Xiaoqing Zhang scite author profile

SUMMARY Overnutrition is associated with chronic inflammation in metabolic tissues; however, whether metabolic inflammation compromises the neural regulatory systems and therefore promotes overnutrition-associated diseases remains unexplored. Our results demonstrate that a mediator of metabolic inflammation, IKKβ/NF-κB, normally remains inactive although enriched in the hypothalamic neurons; however, overnutrition atypically activates hypothalamic IKKβ/NF-κB at least through elevated endoplasmic reticulum stress in the hypothalamus. While forced activation of hypothalamic IKKβ/NF-κB interrupts central insulin/leptin signaling and actions, site- or cell-specific suppression of IKKβ either broadly across the brain, or locally within the mediobasal hypothalamus, or specifically in hypothalamic AGRP neurons significantly protects against obesity and glucose intolerance.
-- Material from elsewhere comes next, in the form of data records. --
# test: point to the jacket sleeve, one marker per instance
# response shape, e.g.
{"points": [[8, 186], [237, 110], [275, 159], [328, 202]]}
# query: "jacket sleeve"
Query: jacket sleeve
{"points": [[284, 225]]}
The involved molecular mechanisms include the control of IKKβ/NF-κB over SOCS3, a core inhibitor of insulin and leptin signaling. In conclusion, the hypothalamic IKKβ/NF-κB program is a general neural mechanism for energy imbalance underlying obesity; suppressing hypothalamic IKKβ/NF-κB represents a new strategy to combat obesity and related diseases.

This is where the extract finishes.